LA PENÚLTIMA FILA A LA IZQUIERDA: Si la lengua callara, por Ana Bosch López
10 de junio de 2005
Me senté en la penúltima fila a la izquierda
de aquel patio de butacas desierto por unos instantes más. Olía a pintura
vieja, a humedad y a recuerdos, muchos recuerdos.
De fondo, los Lieder onhe Worthe de Felix Mendelssohn inundaban el ambiente.
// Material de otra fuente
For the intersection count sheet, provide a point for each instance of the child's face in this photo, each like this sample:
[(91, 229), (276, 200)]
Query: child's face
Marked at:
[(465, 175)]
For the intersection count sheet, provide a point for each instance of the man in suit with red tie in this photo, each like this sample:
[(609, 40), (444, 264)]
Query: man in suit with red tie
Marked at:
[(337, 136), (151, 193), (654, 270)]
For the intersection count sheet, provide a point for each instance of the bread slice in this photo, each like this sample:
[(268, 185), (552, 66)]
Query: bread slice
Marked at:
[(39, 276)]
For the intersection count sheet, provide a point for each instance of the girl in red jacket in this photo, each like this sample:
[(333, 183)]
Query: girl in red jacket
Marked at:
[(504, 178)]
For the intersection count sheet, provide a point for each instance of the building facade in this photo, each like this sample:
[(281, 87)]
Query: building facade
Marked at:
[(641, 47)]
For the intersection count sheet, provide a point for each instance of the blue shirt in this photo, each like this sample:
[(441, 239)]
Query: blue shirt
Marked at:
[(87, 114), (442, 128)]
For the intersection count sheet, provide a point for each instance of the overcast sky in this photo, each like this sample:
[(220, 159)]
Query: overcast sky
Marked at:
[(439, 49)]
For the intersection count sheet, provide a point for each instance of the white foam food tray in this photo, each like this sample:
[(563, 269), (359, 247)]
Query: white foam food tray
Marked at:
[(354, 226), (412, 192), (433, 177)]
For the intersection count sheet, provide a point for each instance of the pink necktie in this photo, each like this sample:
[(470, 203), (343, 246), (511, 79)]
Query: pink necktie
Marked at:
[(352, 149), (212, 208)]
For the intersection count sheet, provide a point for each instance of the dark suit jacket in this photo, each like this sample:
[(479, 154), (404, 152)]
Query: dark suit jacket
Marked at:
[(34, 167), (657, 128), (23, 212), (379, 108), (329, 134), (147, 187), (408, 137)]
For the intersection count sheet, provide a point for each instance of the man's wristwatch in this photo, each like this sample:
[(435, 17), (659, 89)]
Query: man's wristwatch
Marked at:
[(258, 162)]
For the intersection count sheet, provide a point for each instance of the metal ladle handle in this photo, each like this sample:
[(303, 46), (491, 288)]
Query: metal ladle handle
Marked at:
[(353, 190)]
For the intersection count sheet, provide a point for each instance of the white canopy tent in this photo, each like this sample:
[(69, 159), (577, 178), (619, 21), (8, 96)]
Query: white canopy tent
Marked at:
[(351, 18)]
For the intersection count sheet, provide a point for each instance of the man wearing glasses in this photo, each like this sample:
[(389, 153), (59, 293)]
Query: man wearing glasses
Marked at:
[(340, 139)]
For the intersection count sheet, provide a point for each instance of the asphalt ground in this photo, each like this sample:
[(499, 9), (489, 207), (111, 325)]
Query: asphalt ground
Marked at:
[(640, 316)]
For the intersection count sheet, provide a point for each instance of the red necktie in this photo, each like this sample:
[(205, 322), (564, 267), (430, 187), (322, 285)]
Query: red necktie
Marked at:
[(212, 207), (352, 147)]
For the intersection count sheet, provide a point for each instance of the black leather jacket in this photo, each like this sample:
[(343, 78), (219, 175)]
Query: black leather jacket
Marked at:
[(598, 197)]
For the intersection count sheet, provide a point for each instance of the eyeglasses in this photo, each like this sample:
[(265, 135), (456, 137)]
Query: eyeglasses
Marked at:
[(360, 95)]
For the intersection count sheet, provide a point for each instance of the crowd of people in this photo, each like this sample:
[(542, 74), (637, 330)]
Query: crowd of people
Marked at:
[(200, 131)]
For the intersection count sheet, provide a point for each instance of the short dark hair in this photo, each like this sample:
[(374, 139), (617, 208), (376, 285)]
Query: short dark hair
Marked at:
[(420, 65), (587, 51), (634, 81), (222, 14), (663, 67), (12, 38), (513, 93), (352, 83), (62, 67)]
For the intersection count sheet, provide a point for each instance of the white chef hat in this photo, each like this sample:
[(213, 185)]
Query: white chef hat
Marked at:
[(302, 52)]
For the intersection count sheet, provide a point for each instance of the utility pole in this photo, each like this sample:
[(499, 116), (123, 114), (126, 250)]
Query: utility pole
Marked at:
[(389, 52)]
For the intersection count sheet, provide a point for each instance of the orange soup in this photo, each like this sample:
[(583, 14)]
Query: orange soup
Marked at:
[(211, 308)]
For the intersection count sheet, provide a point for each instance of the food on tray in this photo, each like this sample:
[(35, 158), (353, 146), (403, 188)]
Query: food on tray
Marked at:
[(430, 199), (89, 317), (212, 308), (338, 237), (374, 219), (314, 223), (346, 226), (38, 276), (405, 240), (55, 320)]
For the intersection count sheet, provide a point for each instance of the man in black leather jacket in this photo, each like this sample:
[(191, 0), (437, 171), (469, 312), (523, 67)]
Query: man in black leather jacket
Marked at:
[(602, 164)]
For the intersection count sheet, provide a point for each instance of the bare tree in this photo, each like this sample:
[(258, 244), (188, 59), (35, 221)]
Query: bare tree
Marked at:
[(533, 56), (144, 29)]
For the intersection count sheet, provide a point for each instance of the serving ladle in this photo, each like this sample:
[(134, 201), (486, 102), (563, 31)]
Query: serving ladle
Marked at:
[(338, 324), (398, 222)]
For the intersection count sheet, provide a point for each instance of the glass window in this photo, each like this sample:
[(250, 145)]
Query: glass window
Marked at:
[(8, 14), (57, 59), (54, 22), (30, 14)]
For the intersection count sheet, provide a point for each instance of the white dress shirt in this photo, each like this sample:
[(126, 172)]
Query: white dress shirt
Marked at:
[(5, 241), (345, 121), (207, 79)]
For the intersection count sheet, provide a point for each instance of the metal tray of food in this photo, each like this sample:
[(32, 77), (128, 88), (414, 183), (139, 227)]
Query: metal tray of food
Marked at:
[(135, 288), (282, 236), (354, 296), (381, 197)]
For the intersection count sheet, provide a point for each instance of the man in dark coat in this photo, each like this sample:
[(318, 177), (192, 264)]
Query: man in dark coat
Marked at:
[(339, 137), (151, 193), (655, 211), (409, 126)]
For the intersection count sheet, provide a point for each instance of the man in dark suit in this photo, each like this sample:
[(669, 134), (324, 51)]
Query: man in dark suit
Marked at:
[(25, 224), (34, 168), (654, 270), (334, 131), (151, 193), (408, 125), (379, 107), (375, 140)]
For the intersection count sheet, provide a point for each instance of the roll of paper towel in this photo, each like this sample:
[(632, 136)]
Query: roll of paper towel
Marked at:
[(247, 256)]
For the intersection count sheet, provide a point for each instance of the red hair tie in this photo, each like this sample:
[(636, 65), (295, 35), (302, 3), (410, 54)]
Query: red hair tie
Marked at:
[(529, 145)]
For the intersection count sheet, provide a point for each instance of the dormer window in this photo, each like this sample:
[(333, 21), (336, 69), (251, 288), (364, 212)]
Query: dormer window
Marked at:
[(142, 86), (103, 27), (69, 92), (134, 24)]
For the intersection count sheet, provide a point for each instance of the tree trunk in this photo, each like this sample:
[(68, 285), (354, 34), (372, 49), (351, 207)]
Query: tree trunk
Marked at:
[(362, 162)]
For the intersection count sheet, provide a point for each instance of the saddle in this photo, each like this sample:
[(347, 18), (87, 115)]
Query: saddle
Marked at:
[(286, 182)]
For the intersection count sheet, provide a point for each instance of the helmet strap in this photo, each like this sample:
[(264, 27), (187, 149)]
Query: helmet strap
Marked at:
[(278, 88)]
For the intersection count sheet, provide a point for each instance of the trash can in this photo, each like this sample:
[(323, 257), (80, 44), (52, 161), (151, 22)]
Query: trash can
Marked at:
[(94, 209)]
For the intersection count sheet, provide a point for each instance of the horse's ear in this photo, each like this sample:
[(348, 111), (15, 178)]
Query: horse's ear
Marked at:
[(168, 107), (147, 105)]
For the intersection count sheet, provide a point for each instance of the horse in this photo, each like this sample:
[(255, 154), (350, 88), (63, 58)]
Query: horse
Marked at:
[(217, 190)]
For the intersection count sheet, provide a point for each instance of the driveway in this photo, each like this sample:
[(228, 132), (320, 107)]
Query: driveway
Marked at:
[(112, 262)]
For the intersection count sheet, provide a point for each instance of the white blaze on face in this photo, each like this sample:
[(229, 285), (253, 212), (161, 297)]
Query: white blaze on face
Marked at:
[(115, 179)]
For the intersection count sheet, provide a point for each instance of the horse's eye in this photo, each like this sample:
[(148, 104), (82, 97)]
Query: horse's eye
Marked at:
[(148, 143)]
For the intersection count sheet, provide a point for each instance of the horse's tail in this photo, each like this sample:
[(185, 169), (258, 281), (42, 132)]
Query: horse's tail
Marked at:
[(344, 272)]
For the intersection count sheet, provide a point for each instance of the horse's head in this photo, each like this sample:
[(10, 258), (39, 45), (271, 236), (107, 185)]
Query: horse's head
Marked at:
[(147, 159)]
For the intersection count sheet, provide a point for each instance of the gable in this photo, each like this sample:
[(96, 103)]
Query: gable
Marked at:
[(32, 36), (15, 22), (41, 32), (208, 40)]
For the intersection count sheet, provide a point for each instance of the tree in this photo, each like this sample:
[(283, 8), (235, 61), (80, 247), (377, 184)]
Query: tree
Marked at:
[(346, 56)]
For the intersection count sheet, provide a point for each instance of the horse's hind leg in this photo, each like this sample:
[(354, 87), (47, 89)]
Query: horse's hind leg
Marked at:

Cerré los ojos para escucharlos y no tardé en caer en un estado de paz
emocional difícil de explicar. Mis sentimientos se ordenaban inconscientemente
y mi razón caía aplastante a la lógica de aquellos acordes. Todo parecía
sencillo. Esas pequeñas grandes piezas hacían que lo pareciera. Sentía que
podía pensar casi cualquier cosa sin miedo, que cualquier emoción era válida y
a la vez inexplicable. Resurgieron en mí algunos recuerdos ya olvidados, o
reprimidos, quien sabe. Y entonces la paz se hizo mayor. Me sentí seguro, a
salvo en aquel placentero momento, el mundo parecía haberse detenido por un
momento para permitirme saborear unos instantes y grabarlos en mi memoria para
siempre jamás. Y de repente, lo noté. Noté aquel vuelco del estómago que cambió
el rumbo de mis pensamientos sin dejarme salir el trance donde estaba sumido.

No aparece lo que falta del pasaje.